As of 0.8.2, by default Guild selects all upstream run files for links in the downstream run.

Consider a prepare-data run, which contains these files:

~/runs/abcd1234:
  data-in.csv
  data-out.npy
  prepare_data.py
  train.py

This directory contains the run input data-in.csv, the generated output data-out.npy, and some source code files.

Per 0.8.2 rules, a train operation that requires prepare-data files would contain these files:

~/runs/abcd1234:
  data-in.csv (link)
  data-out.npy (link)
  prepare_data.py (link)
  train.py (link)
  model.joblib

To prevent this problem, the train operation needs to be defined like this:

# guild.yml
train:
  requires:
    - operation: prepare-data
      select: model.joblib

Proposed Approach

Guild will select on run-generated files by default when resolving operation (run) dependencies.

Post 0.8.2, Guild logs run files using a manifest and so knows what files are generated by a run.

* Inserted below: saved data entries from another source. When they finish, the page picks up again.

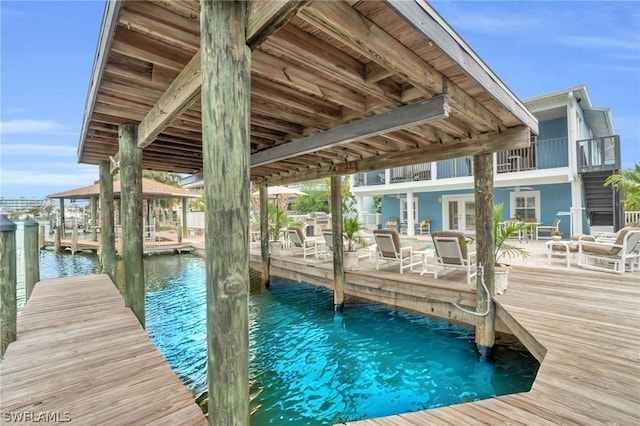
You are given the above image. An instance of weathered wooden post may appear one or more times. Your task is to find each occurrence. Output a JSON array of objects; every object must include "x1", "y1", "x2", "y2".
[
  {"x1": 201, "y1": 1, "x2": 250, "y2": 423},
  {"x1": 0, "y1": 214, "x2": 17, "y2": 359},
  {"x1": 59, "y1": 198, "x2": 65, "y2": 237},
  {"x1": 177, "y1": 224, "x2": 183, "y2": 243},
  {"x1": 23, "y1": 218, "x2": 40, "y2": 302},
  {"x1": 48, "y1": 216, "x2": 54, "y2": 235},
  {"x1": 119, "y1": 123, "x2": 145, "y2": 327},
  {"x1": 474, "y1": 153, "x2": 495, "y2": 358},
  {"x1": 260, "y1": 186, "x2": 269, "y2": 288},
  {"x1": 99, "y1": 160, "x2": 116, "y2": 279},
  {"x1": 71, "y1": 221, "x2": 78, "y2": 255},
  {"x1": 39, "y1": 224, "x2": 46, "y2": 249},
  {"x1": 54, "y1": 222, "x2": 62, "y2": 253},
  {"x1": 91, "y1": 195, "x2": 98, "y2": 241},
  {"x1": 330, "y1": 176, "x2": 345, "y2": 313},
  {"x1": 182, "y1": 197, "x2": 188, "y2": 238}
]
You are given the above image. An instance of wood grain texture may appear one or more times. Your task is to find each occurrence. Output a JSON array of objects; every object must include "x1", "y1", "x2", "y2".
[
  {"x1": 0, "y1": 274, "x2": 206, "y2": 425},
  {"x1": 119, "y1": 124, "x2": 145, "y2": 326},
  {"x1": 99, "y1": 160, "x2": 116, "y2": 278},
  {"x1": 201, "y1": 1, "x2": 251, "y2": 424}
]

These files can be listed by specifying the -g,--generated flag in guild ls.

This changes BREAKS Guild behavior and may cause existing operations to fail.

Backward compatibility

Guild will support an environment variable GUILD_LEGACY_OPDEP_SELECT that, when set to 1, will cause Guild to select both generated and dependency upstream run files by default. This is not the same behavior as pre 0.8.2 because source code files are not selected. To select all upstream run files by default, set GUILD_LEGACY_OPDEP_SELECT to 2.

Alternative Approaches

Do nothing

Guild can no longer select all files in an upstream directory by default because Guild, post 0.8.2, Guild copies operation source code to the run root.

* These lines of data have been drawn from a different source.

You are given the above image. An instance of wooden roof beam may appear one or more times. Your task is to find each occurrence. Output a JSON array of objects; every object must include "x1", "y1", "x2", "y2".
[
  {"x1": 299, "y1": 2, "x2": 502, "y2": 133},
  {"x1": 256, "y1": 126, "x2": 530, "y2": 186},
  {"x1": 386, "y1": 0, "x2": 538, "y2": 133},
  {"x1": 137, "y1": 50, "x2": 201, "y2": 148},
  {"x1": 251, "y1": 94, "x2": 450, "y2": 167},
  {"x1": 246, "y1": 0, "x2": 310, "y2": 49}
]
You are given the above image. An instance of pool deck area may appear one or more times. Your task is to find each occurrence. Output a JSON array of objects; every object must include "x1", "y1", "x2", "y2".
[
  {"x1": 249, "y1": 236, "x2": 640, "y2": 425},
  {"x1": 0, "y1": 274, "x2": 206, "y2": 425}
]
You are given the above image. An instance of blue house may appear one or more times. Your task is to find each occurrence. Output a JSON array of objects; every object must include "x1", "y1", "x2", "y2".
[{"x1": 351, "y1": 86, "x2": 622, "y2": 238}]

While Guild could continue to include upstream run dependencies (i.e. files required by the upstream run), this is technically incorrect. If a downstream run requires files that are also required by the upstream run, it should define those explicitly.

Users who are negatively impacted by this backward-incompatible change can set GUILD_LEGACY_OPDEP_SELECT to 1 to revert to Guild’s legacy behavior.